In no way are the horrors faced by certain ethnic groups in America meant to serve as fairy tales or folklore. History has come and history has gone and history is being made this very moment, but both the oppression and oppressed prevail. With that said, it should be every Americans goal to move towards a greater future and more equal existence, but very often the resentment and bitterness of the past prevents us in creating new bonds and progress. The black community, forever reminded of the oppression of slavery and Jim Crow south, and the recent bitterness developed by the white community, feeling as though they are somehow punished for the actions of their ancestors. Feelings such as these— and many more— serve as a locked gate that shuts out any concept of understanding and hope, but this lock can be lifted.
Living in a colorblind society has been the most detrimental implementation when it comes to equality of the races. History is an integral part in a racial group and culture, and ignoring the ups and downs of a racial group is in no way conducive to it’s progression into the future. In Obama’s words, “race is an issue that this nation cannot afford to ignore.”
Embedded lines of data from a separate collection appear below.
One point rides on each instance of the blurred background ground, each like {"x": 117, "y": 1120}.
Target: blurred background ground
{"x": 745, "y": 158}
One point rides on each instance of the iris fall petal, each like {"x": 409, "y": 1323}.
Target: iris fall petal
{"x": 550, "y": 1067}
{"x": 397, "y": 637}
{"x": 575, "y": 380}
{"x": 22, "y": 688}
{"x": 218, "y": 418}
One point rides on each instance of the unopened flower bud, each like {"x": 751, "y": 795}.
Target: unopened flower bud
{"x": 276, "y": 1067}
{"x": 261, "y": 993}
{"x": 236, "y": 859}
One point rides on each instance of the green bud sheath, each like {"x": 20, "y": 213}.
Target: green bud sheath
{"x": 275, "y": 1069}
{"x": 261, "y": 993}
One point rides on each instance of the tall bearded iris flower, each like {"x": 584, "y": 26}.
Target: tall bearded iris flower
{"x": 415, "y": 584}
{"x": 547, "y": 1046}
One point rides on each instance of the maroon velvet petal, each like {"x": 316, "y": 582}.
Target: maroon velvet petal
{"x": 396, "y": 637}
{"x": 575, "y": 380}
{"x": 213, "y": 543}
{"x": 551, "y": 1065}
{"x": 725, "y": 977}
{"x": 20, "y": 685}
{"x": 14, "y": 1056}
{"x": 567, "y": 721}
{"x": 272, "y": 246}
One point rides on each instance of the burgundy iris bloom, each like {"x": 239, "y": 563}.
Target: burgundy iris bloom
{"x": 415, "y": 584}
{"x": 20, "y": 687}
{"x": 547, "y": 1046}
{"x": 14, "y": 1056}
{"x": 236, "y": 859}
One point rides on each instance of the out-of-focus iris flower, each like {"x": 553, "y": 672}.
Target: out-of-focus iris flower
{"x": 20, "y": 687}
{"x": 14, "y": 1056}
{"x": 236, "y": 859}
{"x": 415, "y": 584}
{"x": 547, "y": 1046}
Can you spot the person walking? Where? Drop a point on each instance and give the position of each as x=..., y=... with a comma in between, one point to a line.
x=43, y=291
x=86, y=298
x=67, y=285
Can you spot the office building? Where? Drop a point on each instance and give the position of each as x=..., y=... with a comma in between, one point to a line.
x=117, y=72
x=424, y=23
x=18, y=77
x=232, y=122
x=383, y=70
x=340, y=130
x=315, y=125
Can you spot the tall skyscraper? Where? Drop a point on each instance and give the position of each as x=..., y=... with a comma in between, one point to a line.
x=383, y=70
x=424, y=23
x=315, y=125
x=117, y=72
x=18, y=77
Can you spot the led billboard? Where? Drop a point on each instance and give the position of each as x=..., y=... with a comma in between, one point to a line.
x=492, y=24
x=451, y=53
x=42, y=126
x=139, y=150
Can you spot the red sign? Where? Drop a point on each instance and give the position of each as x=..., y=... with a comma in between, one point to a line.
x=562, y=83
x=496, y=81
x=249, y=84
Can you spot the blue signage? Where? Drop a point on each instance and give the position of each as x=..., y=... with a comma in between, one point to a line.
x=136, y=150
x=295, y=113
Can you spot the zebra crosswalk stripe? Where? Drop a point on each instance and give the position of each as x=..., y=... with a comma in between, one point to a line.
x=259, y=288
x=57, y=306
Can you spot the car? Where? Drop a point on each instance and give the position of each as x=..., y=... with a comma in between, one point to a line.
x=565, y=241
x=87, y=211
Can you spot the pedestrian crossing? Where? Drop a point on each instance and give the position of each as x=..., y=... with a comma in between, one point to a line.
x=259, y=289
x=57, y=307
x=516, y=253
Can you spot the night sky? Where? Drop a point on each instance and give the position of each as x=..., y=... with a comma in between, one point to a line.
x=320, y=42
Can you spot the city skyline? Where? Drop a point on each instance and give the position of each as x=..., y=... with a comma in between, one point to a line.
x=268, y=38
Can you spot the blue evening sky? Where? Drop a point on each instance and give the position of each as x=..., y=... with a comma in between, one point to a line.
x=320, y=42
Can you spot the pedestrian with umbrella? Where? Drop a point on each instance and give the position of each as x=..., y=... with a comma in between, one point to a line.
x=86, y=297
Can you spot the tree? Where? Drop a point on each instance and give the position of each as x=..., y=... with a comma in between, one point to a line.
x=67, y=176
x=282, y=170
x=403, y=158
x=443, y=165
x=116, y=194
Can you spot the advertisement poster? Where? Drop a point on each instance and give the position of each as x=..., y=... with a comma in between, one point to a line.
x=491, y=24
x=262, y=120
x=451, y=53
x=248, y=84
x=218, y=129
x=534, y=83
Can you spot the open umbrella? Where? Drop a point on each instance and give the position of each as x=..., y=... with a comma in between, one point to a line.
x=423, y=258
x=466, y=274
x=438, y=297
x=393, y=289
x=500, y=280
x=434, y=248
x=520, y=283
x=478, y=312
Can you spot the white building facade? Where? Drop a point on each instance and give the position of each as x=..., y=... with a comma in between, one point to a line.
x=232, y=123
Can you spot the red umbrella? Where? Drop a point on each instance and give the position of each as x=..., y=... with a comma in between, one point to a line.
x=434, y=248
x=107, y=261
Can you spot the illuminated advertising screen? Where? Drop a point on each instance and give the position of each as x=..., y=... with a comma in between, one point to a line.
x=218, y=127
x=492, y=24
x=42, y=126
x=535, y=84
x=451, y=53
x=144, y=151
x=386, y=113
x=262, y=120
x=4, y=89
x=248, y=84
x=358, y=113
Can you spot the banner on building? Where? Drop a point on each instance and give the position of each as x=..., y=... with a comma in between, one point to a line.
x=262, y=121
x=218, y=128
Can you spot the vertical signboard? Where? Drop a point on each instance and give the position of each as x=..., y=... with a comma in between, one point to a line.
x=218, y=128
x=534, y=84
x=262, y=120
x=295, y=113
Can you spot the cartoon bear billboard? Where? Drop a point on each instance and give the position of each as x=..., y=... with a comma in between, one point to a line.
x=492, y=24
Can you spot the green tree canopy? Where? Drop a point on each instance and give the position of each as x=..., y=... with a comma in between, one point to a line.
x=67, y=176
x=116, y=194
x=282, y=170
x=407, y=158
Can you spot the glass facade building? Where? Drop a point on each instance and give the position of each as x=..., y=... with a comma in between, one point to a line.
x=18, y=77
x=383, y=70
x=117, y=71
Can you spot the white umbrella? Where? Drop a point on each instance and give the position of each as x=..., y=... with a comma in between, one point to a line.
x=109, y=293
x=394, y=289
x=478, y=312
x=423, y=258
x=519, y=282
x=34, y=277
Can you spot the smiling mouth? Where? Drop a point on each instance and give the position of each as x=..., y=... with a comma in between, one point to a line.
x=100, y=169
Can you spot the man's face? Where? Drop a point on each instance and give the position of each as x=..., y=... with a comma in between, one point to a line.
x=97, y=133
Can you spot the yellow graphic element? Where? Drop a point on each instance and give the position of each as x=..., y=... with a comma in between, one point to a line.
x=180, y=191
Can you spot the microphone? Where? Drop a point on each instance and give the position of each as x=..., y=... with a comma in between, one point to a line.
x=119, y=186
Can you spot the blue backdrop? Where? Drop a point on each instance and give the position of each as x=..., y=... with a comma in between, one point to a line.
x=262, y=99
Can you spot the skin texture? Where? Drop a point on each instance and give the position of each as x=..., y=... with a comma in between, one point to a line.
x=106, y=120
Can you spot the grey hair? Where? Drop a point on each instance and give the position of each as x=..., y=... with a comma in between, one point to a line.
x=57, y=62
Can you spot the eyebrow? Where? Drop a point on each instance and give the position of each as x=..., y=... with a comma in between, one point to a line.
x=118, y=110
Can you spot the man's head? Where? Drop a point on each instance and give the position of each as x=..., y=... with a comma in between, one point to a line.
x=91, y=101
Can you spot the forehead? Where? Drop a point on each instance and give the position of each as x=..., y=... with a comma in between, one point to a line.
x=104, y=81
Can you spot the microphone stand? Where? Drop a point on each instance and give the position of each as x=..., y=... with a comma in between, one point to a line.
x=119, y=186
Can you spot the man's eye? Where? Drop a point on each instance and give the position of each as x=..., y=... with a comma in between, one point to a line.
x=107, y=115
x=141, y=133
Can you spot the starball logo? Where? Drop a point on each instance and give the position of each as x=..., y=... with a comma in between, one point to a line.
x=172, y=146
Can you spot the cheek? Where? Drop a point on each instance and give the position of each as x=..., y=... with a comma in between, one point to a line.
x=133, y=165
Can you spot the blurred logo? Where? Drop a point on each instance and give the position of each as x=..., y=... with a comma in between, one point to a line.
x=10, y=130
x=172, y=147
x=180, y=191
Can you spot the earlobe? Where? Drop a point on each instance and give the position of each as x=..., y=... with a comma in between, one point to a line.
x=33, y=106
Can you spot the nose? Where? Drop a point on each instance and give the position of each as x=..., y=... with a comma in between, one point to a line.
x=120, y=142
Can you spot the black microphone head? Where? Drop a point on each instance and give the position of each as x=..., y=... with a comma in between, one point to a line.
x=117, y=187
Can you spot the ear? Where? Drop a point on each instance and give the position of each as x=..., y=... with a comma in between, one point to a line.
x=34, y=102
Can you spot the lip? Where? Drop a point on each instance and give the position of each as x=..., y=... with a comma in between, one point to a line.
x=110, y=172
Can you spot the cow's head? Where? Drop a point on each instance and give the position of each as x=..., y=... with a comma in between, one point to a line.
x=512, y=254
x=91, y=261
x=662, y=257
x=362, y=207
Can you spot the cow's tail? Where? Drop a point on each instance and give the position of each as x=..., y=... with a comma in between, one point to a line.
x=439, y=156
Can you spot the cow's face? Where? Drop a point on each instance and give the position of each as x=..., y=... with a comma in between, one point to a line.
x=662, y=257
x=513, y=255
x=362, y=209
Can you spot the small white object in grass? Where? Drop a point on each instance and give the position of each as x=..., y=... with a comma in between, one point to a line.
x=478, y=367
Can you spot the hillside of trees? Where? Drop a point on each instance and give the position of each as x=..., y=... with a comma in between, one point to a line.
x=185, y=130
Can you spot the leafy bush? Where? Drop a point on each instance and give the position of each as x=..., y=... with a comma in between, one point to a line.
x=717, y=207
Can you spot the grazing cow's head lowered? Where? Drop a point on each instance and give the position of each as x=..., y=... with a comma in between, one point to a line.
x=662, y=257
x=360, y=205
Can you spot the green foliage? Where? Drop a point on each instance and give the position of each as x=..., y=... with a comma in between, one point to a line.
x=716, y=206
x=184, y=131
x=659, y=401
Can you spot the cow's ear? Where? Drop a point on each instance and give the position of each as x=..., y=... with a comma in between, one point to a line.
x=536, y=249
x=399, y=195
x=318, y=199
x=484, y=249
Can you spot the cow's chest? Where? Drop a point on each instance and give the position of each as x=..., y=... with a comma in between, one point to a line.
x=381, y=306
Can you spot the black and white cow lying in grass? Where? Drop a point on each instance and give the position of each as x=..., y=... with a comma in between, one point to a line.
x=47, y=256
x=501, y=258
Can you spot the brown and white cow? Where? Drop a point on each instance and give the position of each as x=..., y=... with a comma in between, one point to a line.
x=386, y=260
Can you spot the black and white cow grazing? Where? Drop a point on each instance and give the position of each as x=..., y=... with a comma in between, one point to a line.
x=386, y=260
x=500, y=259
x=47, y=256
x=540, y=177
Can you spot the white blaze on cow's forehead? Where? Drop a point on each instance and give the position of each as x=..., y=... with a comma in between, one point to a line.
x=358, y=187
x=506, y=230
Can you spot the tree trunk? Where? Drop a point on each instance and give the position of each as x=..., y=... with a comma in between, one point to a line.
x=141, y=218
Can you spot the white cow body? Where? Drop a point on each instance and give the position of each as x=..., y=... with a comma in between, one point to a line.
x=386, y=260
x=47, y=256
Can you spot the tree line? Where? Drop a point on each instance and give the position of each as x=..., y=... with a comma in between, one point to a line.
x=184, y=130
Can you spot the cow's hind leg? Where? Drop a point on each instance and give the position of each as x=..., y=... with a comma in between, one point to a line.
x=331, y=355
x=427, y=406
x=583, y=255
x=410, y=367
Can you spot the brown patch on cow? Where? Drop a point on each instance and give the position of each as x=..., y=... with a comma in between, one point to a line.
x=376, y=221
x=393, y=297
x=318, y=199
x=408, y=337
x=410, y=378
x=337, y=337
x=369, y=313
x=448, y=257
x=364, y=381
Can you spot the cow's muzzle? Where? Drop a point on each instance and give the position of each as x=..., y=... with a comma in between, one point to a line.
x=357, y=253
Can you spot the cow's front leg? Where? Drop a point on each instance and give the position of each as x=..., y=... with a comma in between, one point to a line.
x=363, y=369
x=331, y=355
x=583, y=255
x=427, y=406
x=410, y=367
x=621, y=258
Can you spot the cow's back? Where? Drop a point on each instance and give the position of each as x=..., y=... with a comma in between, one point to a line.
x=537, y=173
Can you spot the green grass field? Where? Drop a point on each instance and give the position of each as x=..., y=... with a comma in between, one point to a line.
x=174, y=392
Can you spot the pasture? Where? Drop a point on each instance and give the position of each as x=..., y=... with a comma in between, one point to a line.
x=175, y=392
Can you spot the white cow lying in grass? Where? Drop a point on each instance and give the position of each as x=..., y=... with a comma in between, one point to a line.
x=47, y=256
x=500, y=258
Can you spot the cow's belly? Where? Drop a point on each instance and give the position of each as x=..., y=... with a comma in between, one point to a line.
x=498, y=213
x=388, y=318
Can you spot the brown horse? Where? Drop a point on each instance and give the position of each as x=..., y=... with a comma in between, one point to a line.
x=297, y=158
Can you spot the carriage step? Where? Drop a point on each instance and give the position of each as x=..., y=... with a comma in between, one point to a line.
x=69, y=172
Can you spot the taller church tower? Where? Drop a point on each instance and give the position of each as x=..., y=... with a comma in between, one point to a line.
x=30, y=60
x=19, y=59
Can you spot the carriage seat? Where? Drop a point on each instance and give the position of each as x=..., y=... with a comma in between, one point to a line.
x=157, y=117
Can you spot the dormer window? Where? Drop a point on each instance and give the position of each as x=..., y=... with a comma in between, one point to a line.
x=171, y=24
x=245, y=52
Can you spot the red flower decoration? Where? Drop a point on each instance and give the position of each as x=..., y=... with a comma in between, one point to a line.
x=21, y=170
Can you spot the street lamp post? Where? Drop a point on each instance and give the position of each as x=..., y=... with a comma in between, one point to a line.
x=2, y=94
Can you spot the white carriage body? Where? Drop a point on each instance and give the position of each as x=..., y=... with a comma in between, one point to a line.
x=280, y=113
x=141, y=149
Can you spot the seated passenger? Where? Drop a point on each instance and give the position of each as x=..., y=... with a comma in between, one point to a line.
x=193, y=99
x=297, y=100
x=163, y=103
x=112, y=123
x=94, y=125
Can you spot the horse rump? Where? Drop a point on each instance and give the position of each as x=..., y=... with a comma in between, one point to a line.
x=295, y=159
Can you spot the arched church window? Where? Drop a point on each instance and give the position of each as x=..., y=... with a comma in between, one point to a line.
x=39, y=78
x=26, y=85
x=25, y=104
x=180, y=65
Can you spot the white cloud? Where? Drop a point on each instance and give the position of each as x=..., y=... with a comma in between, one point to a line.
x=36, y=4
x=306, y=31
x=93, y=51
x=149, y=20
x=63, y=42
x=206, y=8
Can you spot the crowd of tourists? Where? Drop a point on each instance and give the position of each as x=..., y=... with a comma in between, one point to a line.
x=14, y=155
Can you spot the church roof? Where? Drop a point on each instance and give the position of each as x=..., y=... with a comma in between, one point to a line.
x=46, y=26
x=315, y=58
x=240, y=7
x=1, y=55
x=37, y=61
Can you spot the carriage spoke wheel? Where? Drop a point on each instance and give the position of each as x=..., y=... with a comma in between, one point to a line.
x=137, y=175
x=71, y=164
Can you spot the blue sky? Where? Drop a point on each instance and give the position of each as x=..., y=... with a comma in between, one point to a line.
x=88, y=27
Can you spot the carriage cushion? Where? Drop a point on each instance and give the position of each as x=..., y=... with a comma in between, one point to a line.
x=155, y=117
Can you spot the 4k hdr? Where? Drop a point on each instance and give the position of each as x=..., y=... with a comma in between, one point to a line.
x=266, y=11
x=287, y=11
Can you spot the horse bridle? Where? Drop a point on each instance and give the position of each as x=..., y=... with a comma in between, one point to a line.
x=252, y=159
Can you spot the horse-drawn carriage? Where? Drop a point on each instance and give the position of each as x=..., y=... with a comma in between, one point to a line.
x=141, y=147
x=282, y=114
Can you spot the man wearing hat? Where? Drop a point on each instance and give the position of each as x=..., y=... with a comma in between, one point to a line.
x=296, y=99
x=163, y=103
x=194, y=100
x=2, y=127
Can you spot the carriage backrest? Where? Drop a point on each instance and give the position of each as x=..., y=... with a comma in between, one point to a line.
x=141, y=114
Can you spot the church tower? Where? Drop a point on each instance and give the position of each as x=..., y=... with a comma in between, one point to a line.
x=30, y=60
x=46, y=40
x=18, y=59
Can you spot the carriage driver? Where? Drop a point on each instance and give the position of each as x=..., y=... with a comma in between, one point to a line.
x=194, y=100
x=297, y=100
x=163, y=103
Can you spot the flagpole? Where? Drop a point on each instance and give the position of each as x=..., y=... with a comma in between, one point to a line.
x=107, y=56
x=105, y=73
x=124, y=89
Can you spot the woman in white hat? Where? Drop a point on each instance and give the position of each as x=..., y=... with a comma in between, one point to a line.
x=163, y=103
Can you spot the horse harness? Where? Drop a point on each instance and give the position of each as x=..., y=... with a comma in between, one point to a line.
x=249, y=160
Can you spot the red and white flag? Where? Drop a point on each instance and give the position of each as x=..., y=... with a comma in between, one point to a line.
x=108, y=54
This color-blind disposition and refusal to understand one another is the very blockage we face as a nation. As made evident in Dr. King’s letter, oppression was an integral part of American history, and made evident by President Obama, oppression is still present this very day. The reflection of these two monumental leaders paints a picture of the past and present, and the images bear unsettling resemblance. Obama speaks of the fluctuating freedoms when it comes to health care, employment, and education, but greatly expands on the necessity of unity.
It seems so fundamental, but the greatest and most challenging problem our nation has faced throughout history is the necessity of unity. Whether it be in gender, race, religion, or more presently, sexuality, America is somewhat inept at allowing all of its citizens the freedom of an equal life.
Martin Luther King exclaimed, “Anyone who lives inside the United States can never be considered an outsider” and Barack Obama said, “Not this time” in response to the division of our nation, but each speak of the need of unity if America strives for a more cohesive and equal union. Both amazing men speak the truth, but words alone are not enough. It is not enough to recognize racism in history, we must recognize racism as alive today. It is not enough to recognize social inequality a thing of the past, when almost all forms of social programs today are segregated and unequal. It is not enough to speak of unity, when your very actions contradict this claim. We, as a nation, and as uncomfortable as it may be, must face these issues and overcome the dissonance in our present-day society. America: the self-proclaimed ‘land of the free’; its about time we own up to our name.